Ozan drew a twenty-dollar bill from his front pocket. He’d never touched it with his bare hands so it wouldn’t have his fingerprints. He folded it and tucked it into the dead man’s pocket. He dropped another bill on the floor.

Three more bills were in Ozan’s pocket, and he fished them out. Dropping his right hand into the man’s blood, he held the bills with his bloody fingertips, careful to smear them enough that it would be hard to tell if he’d worn gloves.

After a murder like that, the killer would be frightened, running. Ozan sprinted toward the door, lengthening his strides to appear taller. He already wore shoes a size too large. The inserts crammed against his toes made it easy to run in them.

Bending, he swept away the prints of the third man, the one who’d stood and watched the target and the room. If the body were ever found, he didn’t want things to be complicated. Whoever that man was, he was lucky.

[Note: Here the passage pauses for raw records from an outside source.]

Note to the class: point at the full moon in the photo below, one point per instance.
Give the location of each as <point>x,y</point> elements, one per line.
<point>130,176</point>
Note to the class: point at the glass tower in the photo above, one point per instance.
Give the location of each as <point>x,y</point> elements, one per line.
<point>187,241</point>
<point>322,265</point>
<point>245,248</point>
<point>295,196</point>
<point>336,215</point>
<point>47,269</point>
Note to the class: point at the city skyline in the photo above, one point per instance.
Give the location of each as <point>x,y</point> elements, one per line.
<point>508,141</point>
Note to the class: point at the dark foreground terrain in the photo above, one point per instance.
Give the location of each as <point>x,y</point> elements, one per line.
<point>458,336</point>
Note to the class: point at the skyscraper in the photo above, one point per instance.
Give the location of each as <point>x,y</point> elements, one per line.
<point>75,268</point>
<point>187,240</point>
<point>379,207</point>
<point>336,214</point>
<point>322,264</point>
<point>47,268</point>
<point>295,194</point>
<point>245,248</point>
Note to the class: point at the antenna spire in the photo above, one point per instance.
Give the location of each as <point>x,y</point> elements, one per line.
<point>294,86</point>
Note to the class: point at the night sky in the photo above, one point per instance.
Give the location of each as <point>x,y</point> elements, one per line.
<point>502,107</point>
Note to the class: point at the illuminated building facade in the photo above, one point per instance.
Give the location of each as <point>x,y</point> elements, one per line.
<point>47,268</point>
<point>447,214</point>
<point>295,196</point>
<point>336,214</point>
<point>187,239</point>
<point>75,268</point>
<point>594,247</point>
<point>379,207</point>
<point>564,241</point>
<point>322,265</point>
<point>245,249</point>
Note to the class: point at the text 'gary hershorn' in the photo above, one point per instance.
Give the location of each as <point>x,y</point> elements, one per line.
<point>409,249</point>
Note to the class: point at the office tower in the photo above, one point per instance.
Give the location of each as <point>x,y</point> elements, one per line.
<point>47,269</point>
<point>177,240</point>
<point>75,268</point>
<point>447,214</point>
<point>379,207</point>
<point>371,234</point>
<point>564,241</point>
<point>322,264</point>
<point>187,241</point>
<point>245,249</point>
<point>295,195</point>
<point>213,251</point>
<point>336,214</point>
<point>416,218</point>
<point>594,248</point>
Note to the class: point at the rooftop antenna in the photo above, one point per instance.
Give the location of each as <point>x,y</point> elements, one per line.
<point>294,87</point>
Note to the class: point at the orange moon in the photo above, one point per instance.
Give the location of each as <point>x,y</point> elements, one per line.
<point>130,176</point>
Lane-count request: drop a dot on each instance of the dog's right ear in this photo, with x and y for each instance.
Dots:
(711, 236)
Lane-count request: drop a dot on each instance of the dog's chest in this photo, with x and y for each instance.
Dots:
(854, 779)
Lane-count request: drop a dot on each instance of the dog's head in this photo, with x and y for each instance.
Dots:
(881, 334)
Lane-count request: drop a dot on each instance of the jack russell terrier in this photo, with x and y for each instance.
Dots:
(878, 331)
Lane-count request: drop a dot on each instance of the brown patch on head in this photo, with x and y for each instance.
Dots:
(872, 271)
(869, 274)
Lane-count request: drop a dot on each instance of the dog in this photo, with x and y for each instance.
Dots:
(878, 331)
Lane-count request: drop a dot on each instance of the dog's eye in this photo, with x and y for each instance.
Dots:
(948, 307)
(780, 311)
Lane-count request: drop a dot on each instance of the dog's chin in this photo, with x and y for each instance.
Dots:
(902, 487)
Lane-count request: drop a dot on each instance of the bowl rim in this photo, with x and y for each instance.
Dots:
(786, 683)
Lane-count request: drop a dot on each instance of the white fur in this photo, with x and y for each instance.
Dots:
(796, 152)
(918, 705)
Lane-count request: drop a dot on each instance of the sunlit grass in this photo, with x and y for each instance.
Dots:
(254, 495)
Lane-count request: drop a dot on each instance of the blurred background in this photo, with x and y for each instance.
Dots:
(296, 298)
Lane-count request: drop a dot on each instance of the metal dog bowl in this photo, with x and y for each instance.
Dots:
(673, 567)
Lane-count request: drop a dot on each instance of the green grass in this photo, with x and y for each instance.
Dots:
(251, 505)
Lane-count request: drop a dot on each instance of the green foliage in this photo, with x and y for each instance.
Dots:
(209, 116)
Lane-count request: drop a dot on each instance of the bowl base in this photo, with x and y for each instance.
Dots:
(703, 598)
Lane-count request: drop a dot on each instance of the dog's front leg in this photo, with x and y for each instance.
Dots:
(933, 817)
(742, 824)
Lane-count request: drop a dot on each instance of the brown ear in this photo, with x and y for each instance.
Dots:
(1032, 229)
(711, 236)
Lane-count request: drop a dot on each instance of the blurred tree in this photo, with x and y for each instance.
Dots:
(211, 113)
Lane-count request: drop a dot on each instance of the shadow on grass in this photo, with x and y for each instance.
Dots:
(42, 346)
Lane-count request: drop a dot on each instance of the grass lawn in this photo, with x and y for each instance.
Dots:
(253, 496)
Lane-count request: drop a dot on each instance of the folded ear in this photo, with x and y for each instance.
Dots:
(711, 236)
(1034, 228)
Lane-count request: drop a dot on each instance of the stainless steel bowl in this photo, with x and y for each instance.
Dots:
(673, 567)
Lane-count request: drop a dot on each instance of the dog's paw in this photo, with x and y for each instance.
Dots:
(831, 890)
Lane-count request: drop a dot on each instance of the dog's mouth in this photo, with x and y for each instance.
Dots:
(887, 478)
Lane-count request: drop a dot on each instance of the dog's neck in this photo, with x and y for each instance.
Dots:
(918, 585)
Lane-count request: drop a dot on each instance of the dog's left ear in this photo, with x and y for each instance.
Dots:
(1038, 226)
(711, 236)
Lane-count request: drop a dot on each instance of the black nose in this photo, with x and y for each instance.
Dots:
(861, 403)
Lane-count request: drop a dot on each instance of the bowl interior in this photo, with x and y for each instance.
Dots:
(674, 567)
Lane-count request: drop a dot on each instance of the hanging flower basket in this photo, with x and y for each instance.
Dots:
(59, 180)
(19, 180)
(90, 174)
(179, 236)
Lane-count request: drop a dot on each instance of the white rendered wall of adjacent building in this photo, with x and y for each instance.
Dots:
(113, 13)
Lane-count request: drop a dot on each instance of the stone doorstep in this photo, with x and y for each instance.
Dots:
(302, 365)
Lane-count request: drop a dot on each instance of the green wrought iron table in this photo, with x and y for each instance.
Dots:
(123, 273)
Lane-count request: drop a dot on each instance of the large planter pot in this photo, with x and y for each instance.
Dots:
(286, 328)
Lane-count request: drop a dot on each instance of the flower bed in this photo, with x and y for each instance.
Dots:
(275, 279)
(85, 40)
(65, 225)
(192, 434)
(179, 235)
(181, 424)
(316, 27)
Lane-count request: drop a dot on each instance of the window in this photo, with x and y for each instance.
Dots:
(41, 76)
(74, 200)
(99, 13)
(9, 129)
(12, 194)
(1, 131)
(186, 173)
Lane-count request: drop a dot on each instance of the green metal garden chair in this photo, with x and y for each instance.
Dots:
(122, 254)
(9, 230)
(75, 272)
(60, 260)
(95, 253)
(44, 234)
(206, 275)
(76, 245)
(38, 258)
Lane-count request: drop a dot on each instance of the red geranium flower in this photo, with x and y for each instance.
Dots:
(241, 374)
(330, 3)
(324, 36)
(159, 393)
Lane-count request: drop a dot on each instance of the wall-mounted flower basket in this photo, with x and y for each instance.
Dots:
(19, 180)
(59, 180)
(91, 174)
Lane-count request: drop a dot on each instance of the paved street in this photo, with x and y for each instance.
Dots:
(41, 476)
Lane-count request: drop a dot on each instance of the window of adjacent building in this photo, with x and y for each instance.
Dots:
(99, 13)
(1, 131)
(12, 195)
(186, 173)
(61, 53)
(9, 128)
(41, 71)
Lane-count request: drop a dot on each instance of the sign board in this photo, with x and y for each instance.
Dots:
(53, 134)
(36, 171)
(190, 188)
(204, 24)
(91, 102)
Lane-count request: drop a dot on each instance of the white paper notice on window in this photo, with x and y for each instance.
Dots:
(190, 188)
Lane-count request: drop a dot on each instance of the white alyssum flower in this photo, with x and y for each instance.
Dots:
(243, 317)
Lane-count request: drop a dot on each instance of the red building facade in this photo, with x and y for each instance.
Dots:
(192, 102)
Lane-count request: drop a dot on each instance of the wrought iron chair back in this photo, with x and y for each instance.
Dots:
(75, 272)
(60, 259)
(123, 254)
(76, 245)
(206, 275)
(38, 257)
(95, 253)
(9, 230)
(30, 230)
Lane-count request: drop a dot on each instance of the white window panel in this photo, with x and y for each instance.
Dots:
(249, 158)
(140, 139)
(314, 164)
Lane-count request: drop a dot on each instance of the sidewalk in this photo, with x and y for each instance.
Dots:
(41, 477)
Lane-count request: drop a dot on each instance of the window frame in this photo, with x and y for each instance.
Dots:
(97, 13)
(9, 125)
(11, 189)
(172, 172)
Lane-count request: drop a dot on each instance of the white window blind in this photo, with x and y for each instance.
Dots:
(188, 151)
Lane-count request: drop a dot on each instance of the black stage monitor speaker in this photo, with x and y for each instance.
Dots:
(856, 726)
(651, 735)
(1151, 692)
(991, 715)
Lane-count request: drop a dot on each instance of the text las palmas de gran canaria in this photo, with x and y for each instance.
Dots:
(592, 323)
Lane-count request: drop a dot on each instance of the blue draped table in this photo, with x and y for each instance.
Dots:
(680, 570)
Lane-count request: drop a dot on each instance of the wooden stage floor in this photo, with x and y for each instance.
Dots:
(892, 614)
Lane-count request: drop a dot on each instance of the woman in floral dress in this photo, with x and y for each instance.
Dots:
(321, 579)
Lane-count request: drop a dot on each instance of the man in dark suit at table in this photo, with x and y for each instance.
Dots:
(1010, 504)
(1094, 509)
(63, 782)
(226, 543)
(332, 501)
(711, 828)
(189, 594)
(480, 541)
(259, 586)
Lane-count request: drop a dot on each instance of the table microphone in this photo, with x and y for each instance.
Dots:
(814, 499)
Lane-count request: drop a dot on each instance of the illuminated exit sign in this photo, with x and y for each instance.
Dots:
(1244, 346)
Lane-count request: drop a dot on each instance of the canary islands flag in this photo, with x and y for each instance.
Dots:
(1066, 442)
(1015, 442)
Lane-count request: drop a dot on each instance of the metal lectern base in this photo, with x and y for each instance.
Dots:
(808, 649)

Ozan smashed the lantern against the wall, and it went dark. Then he headed for the outside by the shortest route, making sure to step in the dirt to leave a good print here and there. If it ever came to it, the police should be able to track the panicked killer aboveground.

Soon he’d be outside. He took off his gloves, carefully turning them inside out and tying the ends closed. He wiped his face and hands with his antiseptic wipes and secured them all in a paper bag. He’d drop it into a dumpster with his ripped and dirty jacket. He’d be an ordinary man out for a stroll in the early morning quiet. He’d leave the too-large shoes he’d worn for the murder and a few bloody bills next a homeless man who slept near this very exit. Then he could go home.

Contentment filled him. He’d completed his task early, and he’d never killed a man with a hammer before. He’d liked it. If only he had someone to share his joy with, but there was just Erol, and he would never understand. Erol must be protected from this side of his brother, always.

Still, he’d done a good job. As much as he knew that he could demand the rest of his fee and move on, a niggling doubt in the back of his mind told him that he must stay a few more days and search for the papers. He would play with Erol and enjoy the pleasures that New York had to offer.

A bark broke through his concentration. Ozan froze, listening.

Another bark. Someone with a dog was behind him, by the murdered man.

Now he had a difficult decision to make. Should he stick to his original plan and leave, or should he go back?

If the man with the dog was a friend of 523, he might have passed him the classified papers.

Their retrieval wasn’t mandatory, but Ozan liked to be thorough.

He turned around and headed back down the tunnel toward the barking dog.